[Polly] Fix parallelism check for reductions
Tobias Grosser
tobias at grosser.es
Thu Jun 26 22:37:37 PDT 2014
On 27/06/2014 01:47, Johannes Doerfert wrote:
> Thanks for the comments on this one, I added some myself again.
>
> Summarized I think we still need to figure out what a correct and good way
> of doing this (but I think we are close).
Yes we are close.
>>> On 26/06/2014 02:24, Doerfert, Johannes wrote:
>>>> Hey Tobi,
>>>>
>>>> This is a patch we need to discuss in detail.

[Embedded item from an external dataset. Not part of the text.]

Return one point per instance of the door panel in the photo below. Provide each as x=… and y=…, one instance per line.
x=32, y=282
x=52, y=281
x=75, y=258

>>>> I basically tried to fix the loop reversal and modulo problems we
> discussed
>>>> earlier.
>>>>
>>>> Do you see any problems whit this way of check for broken dependences?
>>>
>>> I have some comments, but feel free to ignore what you believe is
> unnecessary.
> I'm not sure what's the best way to do this yet. My proposed way (TC and RTC
> dependences) perform pretty well so far (I cannot find a schedule which
> would
> not be parallelized because of overaproximation and I'm confident they will
> always detect the need for privatization).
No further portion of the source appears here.